Last weekend, within a period of just seven hours on the night of Jan. 20 to 21, three major drunk-driving accidents took place around Taiwan, tragically killing four people and seriously injuring one other. Taiwanese are sick and tired of drunk driving, so it is not surprising that these latest incidents have once more prompted calls for tough measures in response.
Tough measures can have an immediate effect with regard to a single social order incident, but they are not easy to implement in a democratic nation where the rule of law prevails. This issue involves questions not only of human rights, but also of proportionality of punishment.
Most importantly, making the relevant legal amendments would be a long and complicated process, and it would not fulfill the requirement for criminal penalties to be timely and certain. Furthermore, people can to some extent adapt to criminal penalties, so when society gets used to heavy penalties for drunk driving, the deterrent effect of getting tough on offenders gradually weakens. It would therefore be difficult for such a policy to be effective except by making penalties even heavier.
Criminal penalties are only effective when applied to rational people. For people who have drunk so much that they no longer know what they are doing, the prospect of criminal penalties will not discourage them from driving. Only by complementing the threat of punishment with situational arrangements that actually prevent drunk people from driving can a long-term perceptible reduction in drunk-driving incidents be achieved.

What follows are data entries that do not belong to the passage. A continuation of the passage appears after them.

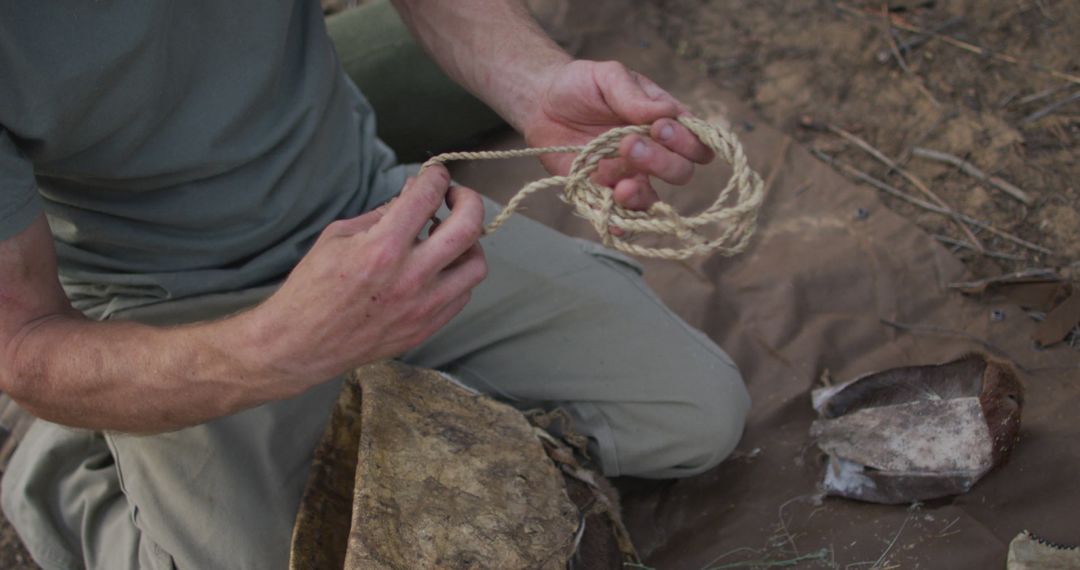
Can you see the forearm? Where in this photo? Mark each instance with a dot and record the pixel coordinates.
(493, 48)
(130, 377)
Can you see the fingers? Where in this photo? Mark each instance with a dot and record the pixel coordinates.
(632, 97)
(458, 232)
(647, 157)
(416, 204)
(635, 192)
(468, 271)
(680, 140)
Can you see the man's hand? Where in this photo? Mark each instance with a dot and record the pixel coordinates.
(582, 99)
(369, 288)
(497, 51)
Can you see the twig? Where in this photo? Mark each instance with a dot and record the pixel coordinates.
(1051, 108)
(859, 175)
(974, 49)
(900, 58)
(1024, 274)
(1041, 94)
(775, 167)
(910, 178)
(973, 171)
(964, 245)
(919, 39)
(765, 562)
(783, 524)
(948, 333)
(910, 513)
(950, 525)
(967, 46)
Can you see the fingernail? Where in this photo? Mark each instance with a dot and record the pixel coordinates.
(652, 91)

In the old days, when ideas about human rights were not as advanced as they are now, the only means available for dealing with serious crimes was punitive deterrence. However, penalties were often disproportionate, so that the punishment did not fit the crime. In recent years, human rights have come to the fore, placing limits on punitive deterrence. Consequently, modern society has seen the rise of situational deterrence as an alternative strategy for crime control.

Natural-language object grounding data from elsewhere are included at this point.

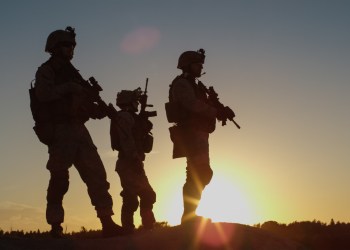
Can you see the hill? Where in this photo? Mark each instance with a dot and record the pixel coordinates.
(202, 236)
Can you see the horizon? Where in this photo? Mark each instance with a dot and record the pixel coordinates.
(283, 67)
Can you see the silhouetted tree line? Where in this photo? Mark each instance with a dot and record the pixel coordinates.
(313, 234)
(82, 234)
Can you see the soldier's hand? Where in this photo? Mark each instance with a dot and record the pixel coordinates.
(229, 113)
(74, 88)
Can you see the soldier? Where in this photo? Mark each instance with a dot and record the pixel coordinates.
(195, 119)
(130, 135)
(62, 106)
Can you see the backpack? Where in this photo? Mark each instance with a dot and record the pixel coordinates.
(44, 127)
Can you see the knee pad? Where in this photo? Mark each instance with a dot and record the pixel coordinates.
(130, 201)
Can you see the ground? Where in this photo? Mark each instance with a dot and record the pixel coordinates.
(203, 236)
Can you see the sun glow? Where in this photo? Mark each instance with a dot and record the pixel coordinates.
(222, 201)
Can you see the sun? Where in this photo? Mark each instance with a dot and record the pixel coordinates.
(222, 201)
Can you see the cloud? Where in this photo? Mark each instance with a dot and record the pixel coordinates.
(140, 40)
(18, 216)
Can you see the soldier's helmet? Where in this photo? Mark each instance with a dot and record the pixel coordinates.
(58, 37)
(128, 97)
(189, 57)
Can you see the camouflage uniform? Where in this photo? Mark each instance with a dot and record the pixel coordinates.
(198, 121)
(57, 84)
(128, 127)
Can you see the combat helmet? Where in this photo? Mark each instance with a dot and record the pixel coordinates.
(60, 36)
(189, 57)
(128, 97)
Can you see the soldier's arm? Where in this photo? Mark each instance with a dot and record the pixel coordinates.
(184, 94)
(127, 142)
(47, 90)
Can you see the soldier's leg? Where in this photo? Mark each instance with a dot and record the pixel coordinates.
(130, 205)
(58, 187)
(129, 184)
(198, 175)
(92, 172)
(147, 199)
(61, 154)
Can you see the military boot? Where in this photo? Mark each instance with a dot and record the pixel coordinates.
(148, 219)
(110, 228)
(127, 219)
(56, 231)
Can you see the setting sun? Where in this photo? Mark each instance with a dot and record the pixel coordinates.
(222, 201)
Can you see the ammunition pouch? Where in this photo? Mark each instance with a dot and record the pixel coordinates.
(45, 132)
(147, 143)
(174, 113)
(177, 136)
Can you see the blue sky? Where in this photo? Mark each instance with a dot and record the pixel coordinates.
(283, 66)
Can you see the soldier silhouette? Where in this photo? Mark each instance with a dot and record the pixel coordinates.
(61, 106)
(130, 135)
(195, 119)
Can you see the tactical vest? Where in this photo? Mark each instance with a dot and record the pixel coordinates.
(65, 109)
(174, 112)
(141, 133)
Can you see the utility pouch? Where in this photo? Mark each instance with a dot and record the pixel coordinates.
(45, 132)
(177, 136)
(173, 112)
(148, 143)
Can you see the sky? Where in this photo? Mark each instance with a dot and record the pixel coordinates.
(282, 66)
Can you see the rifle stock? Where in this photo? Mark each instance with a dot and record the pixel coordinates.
(224, 113)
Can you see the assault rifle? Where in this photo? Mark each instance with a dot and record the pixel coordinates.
(143, 102)
(94, 89)
(224, 113)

One example of this is the widespread installation of surveillance cameras on the streets of Taiwan, and another is the visual and audio messages warning against theft and fraud that are shown and played on ATM screens. The right way to thoroughly eliminate drunk-driving accidents should therefore be to use a combination of punitive and situational deterrents.
The purpose of punitive deterrence against drunk driving is that before drinking, people are discouraged from driving under the influence. The aim of situational deterrent measures is that after people have drunk alcohol, they will not be able to drive.

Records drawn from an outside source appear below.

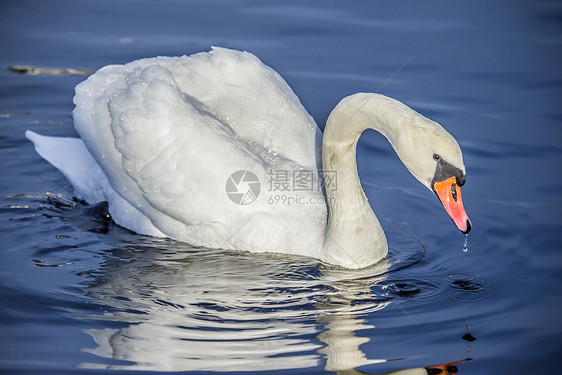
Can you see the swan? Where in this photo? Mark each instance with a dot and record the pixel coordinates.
(216, 150)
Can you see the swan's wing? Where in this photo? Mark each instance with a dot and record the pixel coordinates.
(253, 99)
(163, 151)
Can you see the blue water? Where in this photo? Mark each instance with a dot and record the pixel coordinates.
(79, 294)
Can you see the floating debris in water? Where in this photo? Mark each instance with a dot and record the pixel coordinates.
(468, 336)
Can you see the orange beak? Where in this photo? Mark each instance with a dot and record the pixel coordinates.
(449, 194)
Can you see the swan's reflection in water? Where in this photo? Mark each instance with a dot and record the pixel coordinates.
(180, 308)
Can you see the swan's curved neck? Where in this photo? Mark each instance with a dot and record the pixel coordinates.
(354, 236)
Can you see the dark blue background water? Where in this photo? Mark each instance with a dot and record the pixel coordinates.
(78, 293)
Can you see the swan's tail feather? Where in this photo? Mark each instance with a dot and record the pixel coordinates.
(77, 164)
(72, 158)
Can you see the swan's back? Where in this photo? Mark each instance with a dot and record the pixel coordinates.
(169, 131)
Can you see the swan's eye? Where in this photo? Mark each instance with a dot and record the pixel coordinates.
(454, 191)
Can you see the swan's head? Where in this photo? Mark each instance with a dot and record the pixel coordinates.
(434, 157)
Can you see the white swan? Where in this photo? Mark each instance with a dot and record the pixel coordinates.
(160, 138)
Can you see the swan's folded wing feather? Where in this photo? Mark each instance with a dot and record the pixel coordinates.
(253, 99)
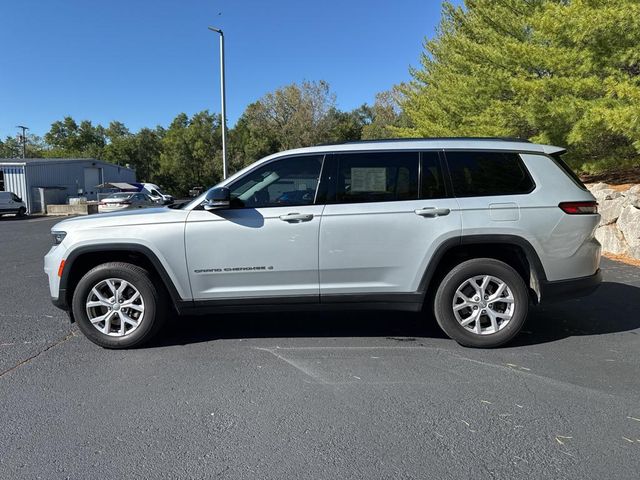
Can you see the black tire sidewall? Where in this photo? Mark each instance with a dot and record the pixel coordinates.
(481, 266)
(138, 278)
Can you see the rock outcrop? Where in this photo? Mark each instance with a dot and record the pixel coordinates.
(619, 230)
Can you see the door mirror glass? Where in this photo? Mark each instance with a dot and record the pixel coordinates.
(217, 198)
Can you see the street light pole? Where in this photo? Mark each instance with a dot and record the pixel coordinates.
(23, 139)
(223, 102)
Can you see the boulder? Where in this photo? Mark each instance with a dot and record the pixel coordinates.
(629, 224)
(597, 186)
(603, 194)
(612, 240)
(635, 190)
(610, 210)
(633, 199)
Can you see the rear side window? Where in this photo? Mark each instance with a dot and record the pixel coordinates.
(488, 173)
(432, 181)
(377, 177)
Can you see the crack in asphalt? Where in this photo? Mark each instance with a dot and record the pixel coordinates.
(36, 355)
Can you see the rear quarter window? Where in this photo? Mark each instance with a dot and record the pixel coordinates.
(476, 173)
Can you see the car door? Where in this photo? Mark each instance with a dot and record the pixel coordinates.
(5, 198)
(388, 213)
(266, 244)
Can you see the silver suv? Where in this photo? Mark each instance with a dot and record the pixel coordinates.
(473, 230)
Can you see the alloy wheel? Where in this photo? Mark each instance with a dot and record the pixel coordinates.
(115, 307)
(483, 304)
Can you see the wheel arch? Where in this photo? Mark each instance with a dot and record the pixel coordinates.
(84, 258)
(514, 250)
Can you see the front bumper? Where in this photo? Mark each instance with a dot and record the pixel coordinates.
(567, 289)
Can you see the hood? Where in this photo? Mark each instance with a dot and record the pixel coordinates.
(147, 216)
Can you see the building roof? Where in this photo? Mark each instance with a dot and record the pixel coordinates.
(45, 161)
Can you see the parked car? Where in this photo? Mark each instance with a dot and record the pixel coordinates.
(123, 201)
(471, 231)
(156, 194)
(11, 203)
(195, 191)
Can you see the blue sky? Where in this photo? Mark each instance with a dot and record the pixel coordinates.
(144, 61)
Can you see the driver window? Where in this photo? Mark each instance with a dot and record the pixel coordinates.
(287, 182)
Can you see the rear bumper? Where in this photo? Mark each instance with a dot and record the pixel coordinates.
(61, 301)
(567, 289)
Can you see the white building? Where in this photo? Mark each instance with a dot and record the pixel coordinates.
(47, 181)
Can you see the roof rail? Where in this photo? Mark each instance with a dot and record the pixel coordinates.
(385, 140)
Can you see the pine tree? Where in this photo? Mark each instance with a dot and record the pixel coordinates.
(565, 72)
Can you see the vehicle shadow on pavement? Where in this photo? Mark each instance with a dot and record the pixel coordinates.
(400, 325)
(612, 309)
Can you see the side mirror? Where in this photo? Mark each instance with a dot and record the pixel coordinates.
(217, 199)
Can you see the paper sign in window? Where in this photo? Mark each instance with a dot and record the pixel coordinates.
(372, 179)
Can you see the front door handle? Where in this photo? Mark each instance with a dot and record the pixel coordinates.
(296, 217)
(432, 212)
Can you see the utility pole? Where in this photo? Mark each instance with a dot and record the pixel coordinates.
(223, 102)
(23, 139)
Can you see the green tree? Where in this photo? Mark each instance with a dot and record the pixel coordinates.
(191, 153)
(11, 148)
(385, 117)
(565, 72)
(68, 139)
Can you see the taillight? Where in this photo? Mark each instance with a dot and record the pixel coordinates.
(579, 208)
(61, 269)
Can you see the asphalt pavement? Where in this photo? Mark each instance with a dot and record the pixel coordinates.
(332, 395)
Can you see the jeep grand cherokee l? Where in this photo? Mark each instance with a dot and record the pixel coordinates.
(470, 230)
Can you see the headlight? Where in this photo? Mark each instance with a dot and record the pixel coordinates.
(58, 237)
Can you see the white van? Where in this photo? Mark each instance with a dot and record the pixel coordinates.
(11, 203)
(156, 195)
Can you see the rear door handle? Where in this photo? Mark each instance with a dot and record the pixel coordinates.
(296, 217)
(432, 212)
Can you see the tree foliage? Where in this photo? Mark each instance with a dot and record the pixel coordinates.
(564, 72)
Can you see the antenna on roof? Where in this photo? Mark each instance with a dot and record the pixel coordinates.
(23, 139)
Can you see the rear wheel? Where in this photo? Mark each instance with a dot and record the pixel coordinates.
(116, 305)
(481, 302)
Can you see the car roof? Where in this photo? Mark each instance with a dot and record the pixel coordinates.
(396, 144)
(456, 143)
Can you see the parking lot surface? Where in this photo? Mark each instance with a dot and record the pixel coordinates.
(332, 395)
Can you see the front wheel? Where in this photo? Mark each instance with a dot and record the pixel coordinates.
(116, 305)
(481, 302)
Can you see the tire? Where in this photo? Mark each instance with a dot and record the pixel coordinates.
(455, 315)
(144, 313)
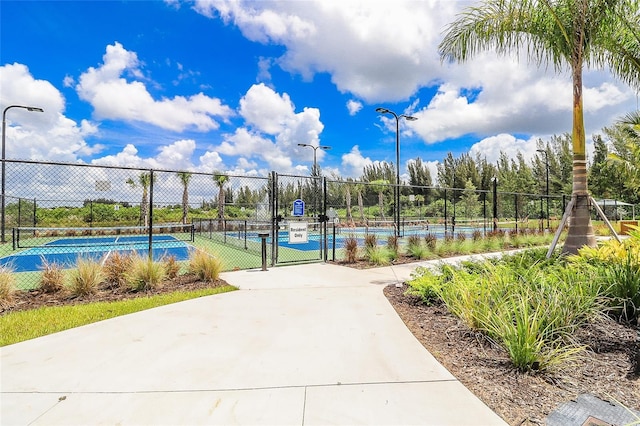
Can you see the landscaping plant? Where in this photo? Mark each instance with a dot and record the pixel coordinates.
(351, 249)
(7, 286)
(529, 306)
(115, 268)
(144, 274)
(86, 278)
(52, 277)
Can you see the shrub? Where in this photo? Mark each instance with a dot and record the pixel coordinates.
(617, 265)
(115, 268)
(204, 266)
(393, 246)
(529, 307)
(7, 286)
(413, 240)
(378, 256)
(171, 267)
(86, 278)
(144, 274)
(426, 285)
(418, 252)
(431, 240)
(351, 249)
(52, 277)
(370, 241)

The former emphasizes public information and warnings, such as enlarging the content and size of warnings on alcohol products and making convicted drunk drivers attend mandatory classes and perform social services. The latter emphasizes measures to prevent the undesirable behavior, such as offering high rewards for people who immediately and truthfully report drunk drivers to the police.
Moreover, warnings on alcohol products are less conspicuous than those on tobacco products. The existing Regulations Governing the Labeling of Alcohol Products (酒類標示管理辦法) state that warning labels on alcohol products must be printed in a font size of at least 2.65mm, whereas the Tobacco Hazards Prevention Act (菸害防制法) says that warning texts and images must occupy no less than 35 percent of the front and back sides of tobacco product containers.
This is a point that Taiwan could consider with regard to improving prevention of drunk driving from the angle of situational deterrence.
Lin Tsang-song is an adjunct assistant professor at Central Police University.